Greece’s last-minute efforts to secure a 53.5 billion euro ($60 billion) bailout may have come too late to save the nation’s banks and their bondholders.
“Even with an agreement between the government and Europe, bank senior debt may need to be bailed in,” said Michael Doran, a partner at law firm White & Case in London. “Additional recapitalization tools may also be required given the scale of the problems.” Doran worked on the restructuring of Cypriot banks in 2013, which included seizing nearly half of all deposits over 100,000 euros.
Bonds of Greece’s four largest lenders remained below 40 cents on the euro on Friday, according to data complied by Bloomberg. Traders were offering 33 cents on the euro for National Bank of Greece SA’s 750 million euros of notes due April 2019.
The prices suggest investors still expect banks to restructure debt after the country’s economic crisis spurred depositors to withdraw about 40 billion euros between December and June. Greek Prime Minister Alexis Tsipras late Thursday offered to meet most of the demands made by international creditors in exchange for new support.
“The Greek banks have been badly damaged,’ said Thibault Colle, a Geneva-based portfolio manager at Union Bancaire Privee, which oversees $105 billion of assets. ‘‘All the money that’s left Greece won’t flow back in the near term. In fact, you might see further outflows.”
Bank branches have been shut for two weeks and ATM withdrawals limited to 60 euros a day to help preserve cash. The country will introduce a new capital-controls decree by Monday aimed at gradually normalizing the banking system, Alternate Finance Minister Dimitris Mardas told reporters in Athens on Friday in comments broadcast by Mega TV.
Greece may protect two or three lenders in an industry restructuring, while shifting retail operations into a good bank and liabilities into a bad bank, said Doran, who also advised creditors during Greece’s 2012 debt restructuring. That would mirror programs in Cyprus and Iceland following financial crises.
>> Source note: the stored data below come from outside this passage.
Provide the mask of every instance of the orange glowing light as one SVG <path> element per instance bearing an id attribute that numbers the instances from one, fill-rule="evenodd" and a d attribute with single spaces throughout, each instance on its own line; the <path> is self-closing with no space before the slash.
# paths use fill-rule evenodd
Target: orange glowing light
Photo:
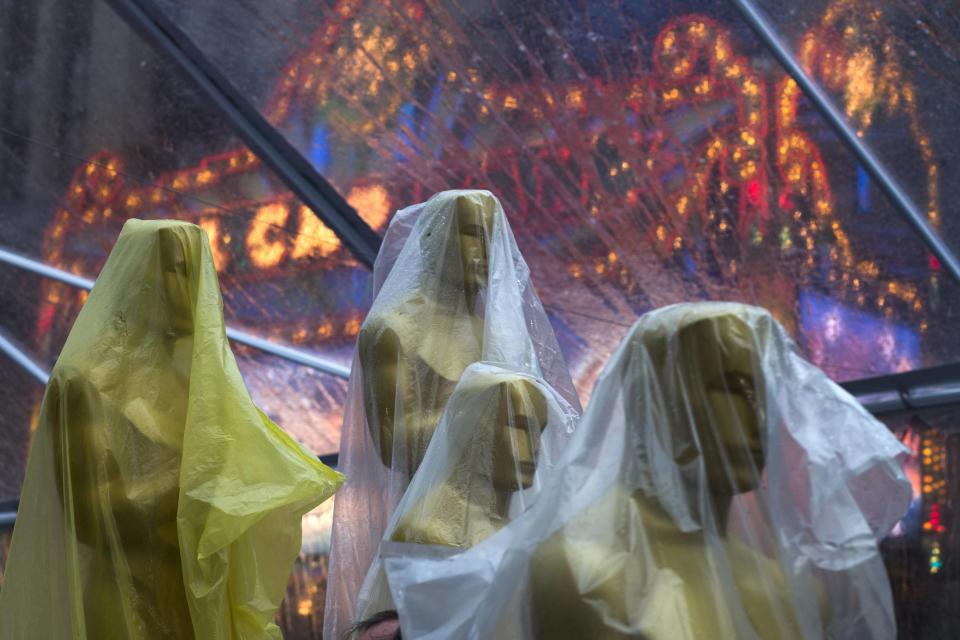
<path id="1" fill-rule="evenodd" d="M 291 256 L 299 260 L 307 256 L 329 256 L 340 248 L 340 238 L 323 224 L 307 207 L 300 207 L 297 238 Z"/>
<path id="2" fill-rule="evenodd" d="M 247 235 L 247 252 L 255 265 L 275 267 L 283 260 L 286 245 L 278 238 L 290 215 L 287 205 L 281 202 L 266 204 L 257 209 Z"/>
<path id="3" fill-rule="evenodd" d="M 207 234 L 210 240 L 210 255 L 213 257 L 213 266 L 217 271 L 223 271 L 230 259 L 230 254 L 223 248 L 222 234 L 220 233 L 220 220 L 212 216 L 200 218 L 198 226 Z"/>
<path id="4" fill-rule="evenodd" d="M 347 203 L 374 229 L 383 227 L 390 217 L 390 196 L 379 184 L 350 189 Z"/>

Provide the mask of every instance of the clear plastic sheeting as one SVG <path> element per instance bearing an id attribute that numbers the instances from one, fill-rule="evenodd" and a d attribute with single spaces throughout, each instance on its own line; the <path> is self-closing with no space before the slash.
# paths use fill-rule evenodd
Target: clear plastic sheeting
<path id="1" fill-rule="evenodd" d="M 534 504 L 578 419 L 579 412 L 543 381 L 470 365 L 393 512 L 384 544 L 400 543 L 413 559 L 431 546 L 463 549 L 486 540 Z M 375 558 L 358 617 L 395 608 Z"/>
<path id="2" fill-rule="evenodd" d="M 944 0 L 752 0 L 927 222 L 960 251 L 960 12 Z"/>
<path id="3" fill-rule="evenodd" d="M 441 414 L 474 362 L 542 378 L 579 409 L 510 225 L 487 191 L 450 191 L 397 213 L 374 266 L 344 426 L 325 635 L 354 622 L 357 594 Z"/>
<path id="4" fill-rule="evenodd" d="M 878 539 L 906 452 L 766 311 L 649 313 L 529 511 L 385 559 L 404 635 L 893 638 Z"/>
<path id="5" fill-rule="evenodd" d="M 277 638 L 341 482 L 251 402 L 203 231 L 130 221 L 44 396 L 0 636 Z"/>
<path id="6" fill-rule="evenodd" d="M 960 246 L 956 11 L 756 4 Z M 835 380 L 960 357 L 956 284 L 730 2 L 159 5 L 361 214 L 496 193 L 582 400 L 677 302 L 770 309 Z"/>

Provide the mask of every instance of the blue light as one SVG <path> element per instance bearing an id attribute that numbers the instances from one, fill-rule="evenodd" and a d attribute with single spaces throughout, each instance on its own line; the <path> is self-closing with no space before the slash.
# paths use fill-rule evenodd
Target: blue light
<path id="1" fill-rule="evenodd" d="M 870 212 L 870 176 L 859 164 L 857 165 L 857 211 Z"/>
<path id="2" fill-rule="evenodd" d="M 330 143 L 327 140 L 329 134 L 325 126 L 317 125 L 313 130 L 313 136 L 310 139 L 310 163 L 316 167 L 317 171 L 323 173 L 330 164 Z"/>

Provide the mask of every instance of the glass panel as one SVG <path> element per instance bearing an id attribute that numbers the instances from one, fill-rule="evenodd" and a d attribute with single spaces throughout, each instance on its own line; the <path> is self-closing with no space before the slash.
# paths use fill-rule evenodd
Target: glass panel
<path id="1" fill-rule="evenodd" d="M 960 196 L 950 170 L 960 124 L 960 13 L 955 3 L 754 0 L 835 106 L 960 251 Z M 870 206 L 867 196 L 864 205 Z"/>
<path id="2" fill-rule="evenodd" d="M 901 638 L 946 638 L 960 626 L 960 407 L 885 418 L 913 450 L 914 499 L 883 542 Z"/>
<path id="3" fill-rule="evenodd" d="M 839 380 L 960 355 L 956 287 L 727 3 L 160 4 L 361 212 L 497 193 L 584 397 L 685 300 Z"/>
<path id="4" fill-rule="evenodd" d="M 39 302 L 53 293 L 47 285 L 32 274 L 0 264 L 0 336 L 44 371 L 50 370 L 63 346 L 62 341 L 52 343 L 38 331 Z M 64 314 L 72 322 L 69 310 L 64 309 Z M 41 382 L 0 352 L 0 511 L 4 501 L 20 495 L 43 390 Z"/>
<path id="5" fill-rule="evenodd" d="M 239 344 L 233 352 L 250 395 L 264 413 L 310 451 L 337 452 L 346 380 Z"/>
<path id="6" fill-rule="evenodd" d="M 98 0 L 20 3 L 0 30 L 10 54 L 0 66 L 15 80 L 0 90 L 3 248 L 94 278 L 126 219 L 197 223 L 231 326 L 349 364 L 368 271 L 172 63 Z M 0 327 L 50 367 L 86 294 L 12 267 L 0 278 Z M 256 402 L 317 453 L 335 451 L 341 383 L 318 381 L 304 396 L 315 376 L 297 369 L 276 358 L 244 365 Z M 285 409 L 287 394 L 322 410 Z M 2 418 L 0 450 L 23 419 Z"/>
<path id="7" fill-rule="evenodd" d="M 23 485 L 27 452 L 35 424 L 35 410 L 44 386 L 0 353 L 0 512 L 3 503 L 16 500 Z M 0 527 L 2 528 L 2 527 Z"/>

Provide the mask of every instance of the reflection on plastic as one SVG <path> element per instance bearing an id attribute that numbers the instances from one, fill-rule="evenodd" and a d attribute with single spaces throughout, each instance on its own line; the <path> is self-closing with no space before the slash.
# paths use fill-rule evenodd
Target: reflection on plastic
<path id="1" fill-rule="evenodd" d="M 579 409 L 553 329 L 500 203 L 447 191 L 398 212 L 374 267 L 340 447 L 325 636 L 355 621 L 387 523 L 464 370 L 491 362 L 543 378 Z"/>
<path id="2" fill-rule="evenodd" d="M 533 507 L 384 565 L 417 638 L 893 638 L 904 453 L 767 312 L 676 305 L 621 344 Z"/>
<path id="3" fill-rule="evenodd" d="M 131 220 L 51 374 L 0 637 L 278 638 L 341 482 L 250 401 L 203 232 Z"/>

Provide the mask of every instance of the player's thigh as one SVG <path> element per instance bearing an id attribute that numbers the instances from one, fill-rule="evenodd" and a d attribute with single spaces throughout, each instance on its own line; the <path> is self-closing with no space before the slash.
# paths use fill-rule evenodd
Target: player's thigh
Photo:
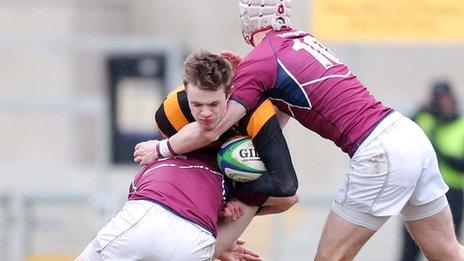
<path id="1" fill-rule="evenodd" d="M 443 202 L 446 202 L 444 197 L 426 205 L 431 205 L 430 209 L 437 209 Z M 405 224 L 427 258 L 432 260 L 457 260 L 456 258 L 459 251 L 462 251 L 462 247 L 459 246 L 454 234 L 451 211 L 448 206 L 441 208 L 432 216 L 406 221 Z"/>
<path id="2" fill-rule="evenodd" d="M 375 230 L 354 224 L 332 210 L 319 241 L 316 260 L 352 259 L 374 233 Z"/>

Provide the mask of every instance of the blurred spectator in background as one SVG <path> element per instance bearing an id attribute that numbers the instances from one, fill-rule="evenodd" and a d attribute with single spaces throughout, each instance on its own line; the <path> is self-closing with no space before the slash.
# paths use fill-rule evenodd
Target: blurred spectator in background
<path id="1" fill-rule="evenodd" d="M 450 187 L 446 193 L 453 215 L 456 235 L 460 236 L 464 206 L 464 117 L 447 81 L 432 86 L 431 97 L 414 116 L 432 142 L 439 160 L 440 171 Z M 419 259 L 419 247 L 403 228 L 402 261 Z"/>

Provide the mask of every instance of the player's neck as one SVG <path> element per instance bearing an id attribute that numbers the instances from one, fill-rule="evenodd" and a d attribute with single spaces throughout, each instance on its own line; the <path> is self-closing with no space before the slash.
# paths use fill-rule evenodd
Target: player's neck
<path id="1" fill-rule="evenodd" d="M 266 34 L 271 30 L 272 29 L 262 31 L 253 36 L 253 43 L 255 44 L 255 47 L 258 46 L 263 41 L 264 37 L 266 37 Z"/>

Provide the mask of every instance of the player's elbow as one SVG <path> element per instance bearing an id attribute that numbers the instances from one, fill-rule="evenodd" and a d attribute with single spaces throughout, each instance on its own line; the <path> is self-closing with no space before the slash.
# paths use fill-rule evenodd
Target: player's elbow
<path id="1" fill-rule="evenodd" d="M 298 180 L 292 179 L 281 186 L 280 197 L 292 197 L 298 190 Z"/>
<path id="2" fill-rule="evenodd" d="M 286 201 L 287 201 L 288 208 L 290 208 L 293 205 L 295 205 L 296 203 L 298 203 L 298 201 L 300 201 L 300 198 L 298 197 L 298 195 L 295 194 L 295 195 L 293 195 L 291 197 L 287 197 Z"/>
<path id="3" fill-rule="evenodd" d="M 298 203 L 299 200 L 300 199 L 298 198 L 298 195 L 296 194 L 291 197 L 282 198 L 282 200 L 279 202 L 276 208 L 279 209 L 279 212 L 285 212 L 291 207 L 293 207 L 296 203 Z"/>

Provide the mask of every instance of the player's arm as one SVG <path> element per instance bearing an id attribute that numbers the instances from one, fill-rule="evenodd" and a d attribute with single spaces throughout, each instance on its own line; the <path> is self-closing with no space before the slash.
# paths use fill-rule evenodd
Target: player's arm
<path id="1" fill-rule="evenodd" d="M 241 216 L 233 222 L 221 222 L 218 227 L 216 255 L 221 256 L 231 250 L 233 243 L 245 231 L 255 215 L 276 214 L 286 211 L 298 202 L 298 197 L 275 198 L 270 197 L 260 207 L 244 204 L 232 199 L 241 206 Z"/>
<path id="2" fill-rule="evenodd" d="M 230 100 L 224 117 L 214 129 L 207 131 L 197 122 L 189 123 L 169 138 L 170 144 L 177 154 L 184 154 L 202 148 L 216 141 L 245 114 L 246 110 L 243 105 Z"/>
<path id="3" fill-rule="evenodd" d="M 242 122 L 267 171 L 255 181 L 237 182 L 236 189 L 273 197 L 295 195 L 298 179 L 271 102 L 265 100 L 249 117 Z"/>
A depositor bail-in for Greece is “inevitable,” Exotix Partners economist Jakob Christensen and analyst Nashwa Saleh wrote in a July 9 note to clients.
The country may merge Alpha Bank AE, Eurobank Ergasias SA, Piraeus Bank SA and National Bank of Greece, Reuters reported on Wednesday, citing unnamed officials. Mardas said Thursday he wasn’t aware of any such plans.
“Greek banks had restored capital adequacy to sensible levels,” Doran said. “The problem is that capital adequacy rules are designed to deal with isolated credit problems, not to withstand a tsunami of deposit flight.”